Citi equity strategist Robert Buckland also suggested that bullish enthusiasm could spring eternal.
“The corporate turnaround is strong enough to keep markets rising, even as bond yields increase in anticipation of central bank tightening,” Buckland said.
“So buy any short-term dips, as we may be seeing now. There is a time to turn more cautious but that may be next year, not this.”
In other words, everything is fine. Inflation is merely “transitory.” Higher rates won’t spoil the party.
And stocks will only go up over the next year.
At this point, a bomb could go off and analysts would spin the nuclear fallout as “transitory.”
However, the market will eventually wonder why everything’s going so well despite conflicting economic indicators. April’s retail sales slump likely revealed the cause; trillions in stimulus provided by the government.
Last month, Americans had all but spent most of their stimulus checks. That caused retail sales growth to slow.
But longer-term, it becomes clear just how much government stimulus has helped retail.
Retail and food services have lagged their pre-2008 trend ever since the Financial Crisis. Now, though, thanks to a glut of stimulus and liquidity, retail is back in line with its old trend after more than a decade of underperformance.
When tempered by the US’s monetary supply (M2), however, the results are far less impressive.
As seen in the chart above, not even the recent gains in retail sales have been able to offset the money supply increase. Retail is still slightly below its prior trend when adjusted for M2.
The key takeaway from all of this is that stagflation, an economic condition where inflation rises while demand stagnates, may be setting in.

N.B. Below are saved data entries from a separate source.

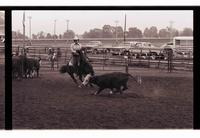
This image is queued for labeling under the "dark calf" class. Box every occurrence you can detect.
[25,57,41,78]
[12,56,41,79]
[82,72,142,95]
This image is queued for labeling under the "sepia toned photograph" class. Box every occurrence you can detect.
[12,10,193,129]
[0,10,5,129]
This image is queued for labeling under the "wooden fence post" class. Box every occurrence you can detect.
[65,48,67,63]
[102,49,105,71]
[34,48,36,59]
[169,51,173,72]
[124,53,129,73]
[158,50,161,69]
[167,50,173,72]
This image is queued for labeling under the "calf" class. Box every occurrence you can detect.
[25,57,41,78]
[82,72,142,95]
[12,57,23,78]
[12,56,41,79]
[12,55,27,79]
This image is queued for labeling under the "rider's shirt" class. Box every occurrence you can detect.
[70,43,82,54]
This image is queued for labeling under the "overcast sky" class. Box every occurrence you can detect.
[12,10,193,36]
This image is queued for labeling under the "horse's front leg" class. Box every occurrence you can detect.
[78,75,83,82]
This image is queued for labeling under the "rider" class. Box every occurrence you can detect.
[70,36,82,70]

It’s too early to say whether stagflation is already here, but April’s disappointing retail sales growth opposite the high CPI and PPI readings could be the first sign of it.
Older investors may remember stagflation from back in the 70s, when President Nixon took the US dollar off the gold standard. At the time, foreign lenders increasingly wanted the US to settle its debts in gold, causing a number of major economic issues as government spending outpaced income.

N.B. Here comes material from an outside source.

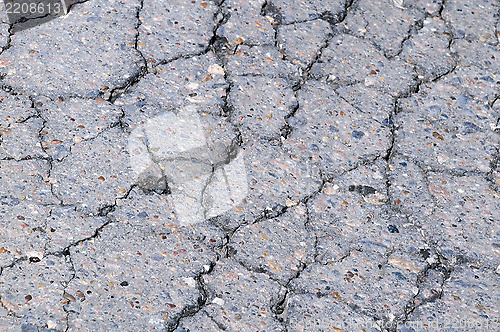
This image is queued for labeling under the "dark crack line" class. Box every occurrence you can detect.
[278,1,355,141]
[167,260,216,331]
[107,0,147,103]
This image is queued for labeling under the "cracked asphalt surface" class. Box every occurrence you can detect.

Nixon’s solution was to untether the dollar from gold. In doing so, he released the “inflation genie from the bottle.” Nixon would’ve been stunned had he lived long enough to see its modern-day impact.
And now, government spending – which initially sparked the last period of stagflation – may make a repeat performance.
So, of course, stocks are up. Dip buyers are following Wall Street’s lead today, but unless the S&P makes a new high soon, this morning’s rally may simply be a “last gasp” for bulls.